Girl Scout Terrarium Project

by Katrina Arthurs
Terrariums have a history dating back to 1836.

Terrariums have a history dating back to 1836.

Thomas Northcut/Lifesize/Getty Images

A terrarium is like a miniature indoor greenhouse. It is a collection of small plants, and sometimes animals, growing inside a clear, sealed container. Terrariums make a great tool for teaching children how ecosystems work. A Girl Scout terrarium project can count toward earning the Daisy "Flower Garden Journey" badge, the Brownie "Try-It-Earth's Caretakers" badge and the Junior Girl Scout's "Earth Connections" badge.

Types of Terrariums

As long as the container is clear and can be sealed, a terrarium can be made using something as small as a glass jar to something as large as a fish tank. You can even make one out of a plastic soda bottle. Terrariums can also be dry or wet. A dry terrarium has just a small dish of water in it, while a wet terrarium can have either an inch or two of water filling one side or covering the entire bottom of the terrarium.

Plants and Animals for Terrariums

The best types of plants to use for terrariums are ones that do not do dwell in typical indoor settings. Dense, low-growing plants that do not get taller than about 12 inches are ideal. African violets, wintergreen, English ivy, maidenhair fern and strawberry begonias are a few examples. Cactus also grows well in terrariums. Crickets, tarantulas, chameleons, toads, salamanders and snails work well in dry terrariums, and wet terrariums make a great habitat for crayfish, newts and tree frogs.

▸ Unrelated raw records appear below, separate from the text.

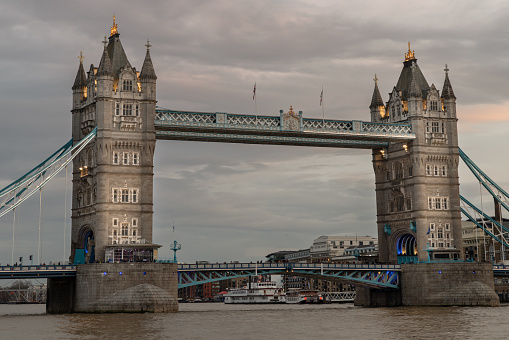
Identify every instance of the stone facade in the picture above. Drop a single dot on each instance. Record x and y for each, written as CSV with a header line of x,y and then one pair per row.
x,y
417,185
113,176
133,287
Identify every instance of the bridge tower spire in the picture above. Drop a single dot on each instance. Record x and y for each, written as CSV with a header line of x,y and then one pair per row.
x,y
113,176
417,185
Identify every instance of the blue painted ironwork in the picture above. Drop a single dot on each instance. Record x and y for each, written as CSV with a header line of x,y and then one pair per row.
x,y
374,276
235,128
37,271
17,192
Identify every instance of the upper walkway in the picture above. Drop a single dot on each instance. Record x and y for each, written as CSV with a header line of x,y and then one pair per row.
x,y
285,129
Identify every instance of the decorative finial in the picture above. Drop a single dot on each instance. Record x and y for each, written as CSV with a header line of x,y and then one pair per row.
x,y
114,27
410,55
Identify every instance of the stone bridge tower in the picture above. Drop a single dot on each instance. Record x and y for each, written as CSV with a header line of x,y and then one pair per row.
x,y
417,185
113,177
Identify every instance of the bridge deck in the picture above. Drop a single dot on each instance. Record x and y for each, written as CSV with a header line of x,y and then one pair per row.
x,y
235,128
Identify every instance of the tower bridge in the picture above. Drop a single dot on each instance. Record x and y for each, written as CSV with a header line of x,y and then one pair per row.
x,y
115,121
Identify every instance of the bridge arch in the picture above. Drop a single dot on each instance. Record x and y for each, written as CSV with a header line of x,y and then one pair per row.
x,y
86,242
406,247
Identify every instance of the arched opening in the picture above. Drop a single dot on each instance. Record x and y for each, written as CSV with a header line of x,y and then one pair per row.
x,y
406,247
86,252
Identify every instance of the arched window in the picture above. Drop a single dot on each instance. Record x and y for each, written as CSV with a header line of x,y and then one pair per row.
x,y
398,169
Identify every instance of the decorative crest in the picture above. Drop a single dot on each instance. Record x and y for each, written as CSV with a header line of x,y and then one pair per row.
x,y
113,29
410,55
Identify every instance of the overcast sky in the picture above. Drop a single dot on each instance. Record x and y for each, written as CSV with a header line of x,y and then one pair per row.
x,y
241,202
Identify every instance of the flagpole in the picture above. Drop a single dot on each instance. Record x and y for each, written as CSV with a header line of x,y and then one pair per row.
x,y
322,104
256,107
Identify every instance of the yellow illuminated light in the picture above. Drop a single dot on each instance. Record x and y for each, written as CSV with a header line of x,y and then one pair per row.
x,y
113,29
410,55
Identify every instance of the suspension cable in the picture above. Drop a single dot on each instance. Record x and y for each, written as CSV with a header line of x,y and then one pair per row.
x,y
483,222
39,248
65,213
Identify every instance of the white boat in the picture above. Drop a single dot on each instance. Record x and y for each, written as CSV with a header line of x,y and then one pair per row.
x,y
304,296
255,292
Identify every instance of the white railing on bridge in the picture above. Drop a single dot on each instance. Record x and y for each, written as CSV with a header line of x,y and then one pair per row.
x,y
284,266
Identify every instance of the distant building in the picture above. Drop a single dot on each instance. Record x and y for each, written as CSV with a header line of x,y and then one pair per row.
x,y
325,248
479,247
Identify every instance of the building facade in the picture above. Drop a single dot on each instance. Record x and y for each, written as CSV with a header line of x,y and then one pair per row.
x,y
417,185
113,177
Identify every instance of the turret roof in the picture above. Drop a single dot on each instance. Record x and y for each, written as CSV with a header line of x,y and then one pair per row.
x,y
105,68
81,77
447,92
147,70
376,100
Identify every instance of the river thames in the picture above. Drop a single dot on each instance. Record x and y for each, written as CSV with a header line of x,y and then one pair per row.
x,y
220,321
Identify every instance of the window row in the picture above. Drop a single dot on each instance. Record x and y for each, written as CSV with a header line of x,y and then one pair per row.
x,y
436,170
125,230
122,195
126,158
127,109
438,203
435,127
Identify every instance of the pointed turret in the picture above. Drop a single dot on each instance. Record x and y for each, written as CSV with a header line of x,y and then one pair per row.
x,y
376,100
147,70
448,98
81,77
377,105
447,92
414,90
105,68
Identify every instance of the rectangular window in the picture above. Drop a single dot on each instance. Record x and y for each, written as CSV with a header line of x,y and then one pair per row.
x,y
438,204
435,128
125,196
127,110
125,229
445,203
115,157
127,85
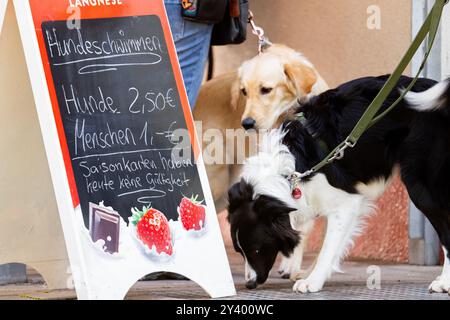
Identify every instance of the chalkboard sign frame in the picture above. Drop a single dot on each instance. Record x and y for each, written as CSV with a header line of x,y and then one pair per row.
x,y
205,264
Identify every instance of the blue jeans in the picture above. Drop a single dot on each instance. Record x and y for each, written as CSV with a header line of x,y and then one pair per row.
x,y
192,42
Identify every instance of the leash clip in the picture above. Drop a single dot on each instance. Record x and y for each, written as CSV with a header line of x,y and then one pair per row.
x,y
341,152
263,41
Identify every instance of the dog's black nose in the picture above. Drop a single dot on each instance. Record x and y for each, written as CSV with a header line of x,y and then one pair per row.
x,y
248,123
252,284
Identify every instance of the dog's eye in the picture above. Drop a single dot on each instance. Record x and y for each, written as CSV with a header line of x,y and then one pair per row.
x,y
265,90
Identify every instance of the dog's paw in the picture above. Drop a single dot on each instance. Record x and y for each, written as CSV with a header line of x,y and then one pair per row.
x,y
440,285
308,285
298,275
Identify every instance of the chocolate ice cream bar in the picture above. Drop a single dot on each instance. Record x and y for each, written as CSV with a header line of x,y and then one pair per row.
x,y
104,224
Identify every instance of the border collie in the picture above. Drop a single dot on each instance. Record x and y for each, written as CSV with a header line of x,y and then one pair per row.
x,y
413,139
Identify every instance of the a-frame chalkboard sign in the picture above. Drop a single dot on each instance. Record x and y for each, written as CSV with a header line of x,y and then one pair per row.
x,y
121,145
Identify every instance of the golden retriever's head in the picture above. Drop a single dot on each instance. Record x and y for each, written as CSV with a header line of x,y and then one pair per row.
x,y
272,83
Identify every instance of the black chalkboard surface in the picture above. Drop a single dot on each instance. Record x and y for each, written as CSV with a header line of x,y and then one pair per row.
x,y
119,106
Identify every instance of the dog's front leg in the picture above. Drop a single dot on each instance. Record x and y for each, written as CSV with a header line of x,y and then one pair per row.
x,y
291,267
340,226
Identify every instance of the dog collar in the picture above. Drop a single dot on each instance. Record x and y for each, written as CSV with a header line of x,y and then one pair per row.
x,y
294,180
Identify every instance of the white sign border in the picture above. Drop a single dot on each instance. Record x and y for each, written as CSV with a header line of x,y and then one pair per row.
x,y
3,5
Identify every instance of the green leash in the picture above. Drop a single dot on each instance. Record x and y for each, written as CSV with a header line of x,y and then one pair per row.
x,y
370,118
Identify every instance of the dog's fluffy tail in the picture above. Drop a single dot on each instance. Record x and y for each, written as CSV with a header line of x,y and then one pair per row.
x,y
437,97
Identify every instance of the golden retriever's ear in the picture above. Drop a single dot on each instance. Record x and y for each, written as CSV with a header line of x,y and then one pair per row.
x,y
235,94
301,76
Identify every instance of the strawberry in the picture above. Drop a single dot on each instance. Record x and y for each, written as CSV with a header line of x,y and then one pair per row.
x,y
152,228
192,214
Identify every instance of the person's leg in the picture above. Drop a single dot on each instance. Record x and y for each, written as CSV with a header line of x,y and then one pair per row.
x,y
192,41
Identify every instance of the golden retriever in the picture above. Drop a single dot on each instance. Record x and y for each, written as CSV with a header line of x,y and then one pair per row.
x,y
259,96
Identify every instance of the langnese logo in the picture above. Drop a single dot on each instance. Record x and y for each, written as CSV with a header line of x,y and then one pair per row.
x,y
94,3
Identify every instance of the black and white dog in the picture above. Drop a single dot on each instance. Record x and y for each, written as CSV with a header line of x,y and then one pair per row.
x,y
413,139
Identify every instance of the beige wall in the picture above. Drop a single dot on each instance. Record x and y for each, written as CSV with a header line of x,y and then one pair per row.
x,y
333,34
30,230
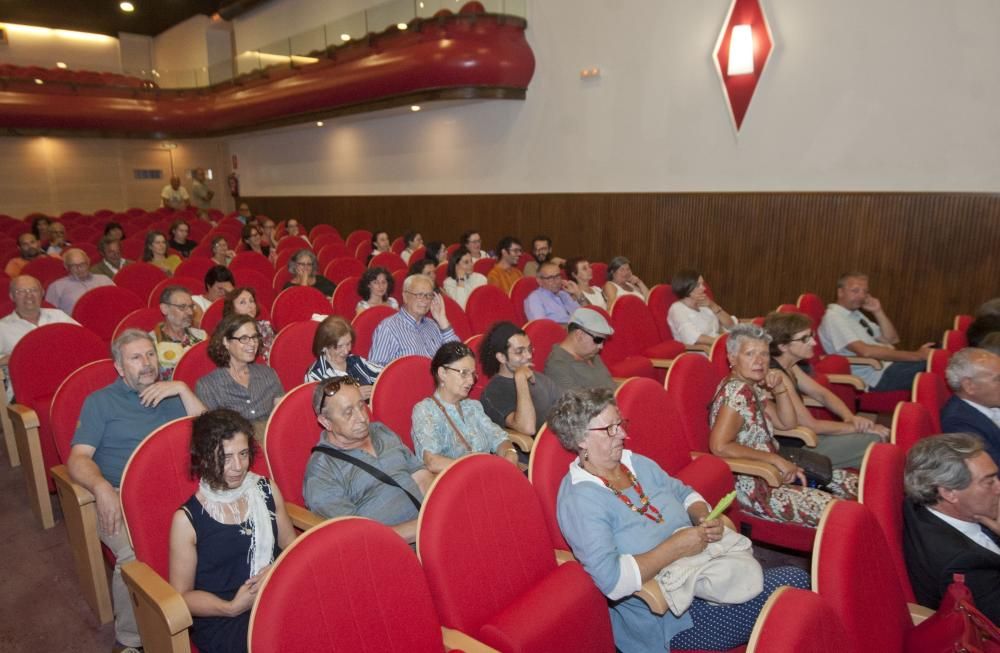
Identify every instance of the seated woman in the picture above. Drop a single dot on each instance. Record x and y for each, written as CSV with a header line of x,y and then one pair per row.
x,y
225,537
621,281
792,346
332,349
243,301
447,425
239,384
578,269
695,319
746,403
303,266
155,252
626,519
375,289
461,280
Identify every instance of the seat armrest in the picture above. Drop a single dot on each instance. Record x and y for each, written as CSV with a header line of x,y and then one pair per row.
x,y
804,433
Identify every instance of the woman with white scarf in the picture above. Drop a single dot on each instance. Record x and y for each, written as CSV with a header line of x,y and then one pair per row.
x,y
225,537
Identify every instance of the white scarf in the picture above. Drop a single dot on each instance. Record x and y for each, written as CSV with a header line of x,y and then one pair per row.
x,y
223,504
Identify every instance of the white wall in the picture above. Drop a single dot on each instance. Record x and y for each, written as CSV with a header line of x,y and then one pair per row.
x,y
893,95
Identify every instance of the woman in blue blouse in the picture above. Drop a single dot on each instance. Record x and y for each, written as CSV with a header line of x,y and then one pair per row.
x,y
447,425
626,519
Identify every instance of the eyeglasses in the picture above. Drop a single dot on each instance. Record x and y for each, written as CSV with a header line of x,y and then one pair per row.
x,y
611,430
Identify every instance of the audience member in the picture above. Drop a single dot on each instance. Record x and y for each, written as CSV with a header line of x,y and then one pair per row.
x,y
448,425
517,397
410,331
951,522
361,468
113,421
461,280
695,318
175,335
575,363
64,292
224,539
846,331
974,377
505,273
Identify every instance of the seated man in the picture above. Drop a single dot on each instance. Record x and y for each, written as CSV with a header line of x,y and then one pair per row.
x,y
174,335
974,375
517,397
28,314
113,421
504,274
575,362
554,299
951,521
64,292
111,257
361,468
409,331
846,331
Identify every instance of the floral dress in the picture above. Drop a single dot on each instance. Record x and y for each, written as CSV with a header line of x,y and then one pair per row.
x,y
787,503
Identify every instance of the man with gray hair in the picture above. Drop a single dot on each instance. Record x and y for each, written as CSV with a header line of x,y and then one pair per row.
x,y
974,376
951,520
113,421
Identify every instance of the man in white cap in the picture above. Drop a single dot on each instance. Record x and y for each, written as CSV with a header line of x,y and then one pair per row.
x,y
574,363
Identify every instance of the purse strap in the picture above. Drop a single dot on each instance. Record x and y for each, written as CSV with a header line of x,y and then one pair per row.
x,y
374,471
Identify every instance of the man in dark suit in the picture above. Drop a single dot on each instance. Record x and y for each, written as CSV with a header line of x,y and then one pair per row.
x,y
974,376
951,520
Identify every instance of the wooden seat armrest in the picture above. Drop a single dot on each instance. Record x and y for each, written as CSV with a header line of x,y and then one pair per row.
x,y
918,612
804,433
457,640
302,518
847,379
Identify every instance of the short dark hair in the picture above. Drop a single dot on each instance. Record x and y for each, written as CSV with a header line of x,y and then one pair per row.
x,y
371,274
208,432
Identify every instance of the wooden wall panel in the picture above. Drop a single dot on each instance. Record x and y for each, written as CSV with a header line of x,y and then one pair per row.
x,y
929,255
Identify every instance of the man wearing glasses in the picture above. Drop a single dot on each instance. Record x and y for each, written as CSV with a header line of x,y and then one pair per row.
x,y
411,332
575,363
175,335
847,331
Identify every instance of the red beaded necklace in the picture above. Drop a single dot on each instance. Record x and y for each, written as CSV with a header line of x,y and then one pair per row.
x,y
647,510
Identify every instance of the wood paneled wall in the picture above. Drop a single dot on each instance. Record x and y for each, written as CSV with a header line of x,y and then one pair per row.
x,y
929,255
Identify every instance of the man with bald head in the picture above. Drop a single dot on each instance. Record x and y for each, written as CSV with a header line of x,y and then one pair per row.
x,y
65,291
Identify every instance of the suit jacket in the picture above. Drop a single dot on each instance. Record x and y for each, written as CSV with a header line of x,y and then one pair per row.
x,y
957,416
935,550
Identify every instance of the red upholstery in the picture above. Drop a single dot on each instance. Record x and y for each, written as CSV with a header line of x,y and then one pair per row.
x,y
518,293
292,432
291,352
350,584
881,490
101,309
489,564
364,325
910,423
798,621
141,278
296,304
930,391
487,305
404,382
544,335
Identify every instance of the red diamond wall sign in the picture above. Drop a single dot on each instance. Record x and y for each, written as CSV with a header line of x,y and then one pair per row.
x,y
740,58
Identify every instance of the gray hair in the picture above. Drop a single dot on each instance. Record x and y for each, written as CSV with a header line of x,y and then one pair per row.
x,y
570,417
742,332
965,364
128,336
939,462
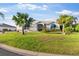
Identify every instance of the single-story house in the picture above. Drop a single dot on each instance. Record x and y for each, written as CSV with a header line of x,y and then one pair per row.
x,y
40,25
7,27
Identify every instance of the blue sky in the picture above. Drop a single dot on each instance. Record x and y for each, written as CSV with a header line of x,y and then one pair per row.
x,y
39,11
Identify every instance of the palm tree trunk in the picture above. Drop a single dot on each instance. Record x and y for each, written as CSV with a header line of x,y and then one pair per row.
x,y
23,30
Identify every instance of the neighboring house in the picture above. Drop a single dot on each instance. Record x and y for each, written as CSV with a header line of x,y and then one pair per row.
x,y
7,27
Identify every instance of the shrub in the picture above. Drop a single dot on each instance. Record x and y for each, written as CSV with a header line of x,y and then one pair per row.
x,y
77,28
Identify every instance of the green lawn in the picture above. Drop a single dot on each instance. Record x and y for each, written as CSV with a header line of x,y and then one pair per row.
x,y
43,42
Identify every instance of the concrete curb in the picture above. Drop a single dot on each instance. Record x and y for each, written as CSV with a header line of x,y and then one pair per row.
x,y
25,52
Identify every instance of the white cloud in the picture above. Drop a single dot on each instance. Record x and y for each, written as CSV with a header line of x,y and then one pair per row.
x,y
68,12
65,12
3,10
32,6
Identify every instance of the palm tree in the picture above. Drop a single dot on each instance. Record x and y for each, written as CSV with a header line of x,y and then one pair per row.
x,y
2,15
23,20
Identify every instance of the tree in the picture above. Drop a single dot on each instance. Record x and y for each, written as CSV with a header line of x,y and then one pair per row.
x,y
66,20
23,19
2,15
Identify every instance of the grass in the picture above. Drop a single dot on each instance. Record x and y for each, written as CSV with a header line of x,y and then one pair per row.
x,y
43,42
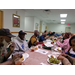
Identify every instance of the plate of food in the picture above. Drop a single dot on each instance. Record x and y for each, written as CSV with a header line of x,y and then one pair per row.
x,y
34,47
53,61
58,49
50,56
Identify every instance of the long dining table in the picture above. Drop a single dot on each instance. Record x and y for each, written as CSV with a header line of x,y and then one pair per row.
x,y
37,58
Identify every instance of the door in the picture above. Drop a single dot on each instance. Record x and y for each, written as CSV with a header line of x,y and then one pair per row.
x,y
68,29
1,19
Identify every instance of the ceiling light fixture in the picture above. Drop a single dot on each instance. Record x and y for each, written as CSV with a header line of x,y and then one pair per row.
x,y
62,22
63,15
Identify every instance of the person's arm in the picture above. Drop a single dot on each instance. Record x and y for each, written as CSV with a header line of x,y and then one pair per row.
x,y
12,46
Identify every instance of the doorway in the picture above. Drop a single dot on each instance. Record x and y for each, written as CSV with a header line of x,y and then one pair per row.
x,y
68,29
1,19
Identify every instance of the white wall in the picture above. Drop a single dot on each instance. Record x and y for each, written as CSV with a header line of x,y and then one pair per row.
x,y
30,25
8,19
43,24
59,28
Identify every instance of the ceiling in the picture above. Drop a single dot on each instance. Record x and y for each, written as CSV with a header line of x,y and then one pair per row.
x,y
53,16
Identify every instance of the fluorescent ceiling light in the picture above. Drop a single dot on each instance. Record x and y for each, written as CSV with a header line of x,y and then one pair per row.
x,y
63,15
37,9
63,20
16,17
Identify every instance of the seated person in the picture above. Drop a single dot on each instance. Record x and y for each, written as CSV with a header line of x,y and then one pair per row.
x,y
66,59
5,35
21,45
12,61
46,32
49,34
65,45
33,39
71,50
42,38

Common materials for terrariums include soil, pea gravel, moss and horticultural charcoal. A desk lamp may be required for certain types of plants. Venus flytraps, oxalis and jade plants are a few examples of plants that require constant bright light. Certain animals, like lizards and turtles, require UVB light to process calcium for their diets.


Before building your terrarium, you will need to research the plants and animals you plan to grow. This is especially important because certain species of plants and animals have certain requirements. For example, butterflies need a constant flow of fresh air, so a screened-in terrarium would work better than a fully enclosed one. Plants, such as English Ivy, grow quickly and will need occasional pruning. Cactus grow better in sandier soil, while ferns and begonias will require a moister, richer soil.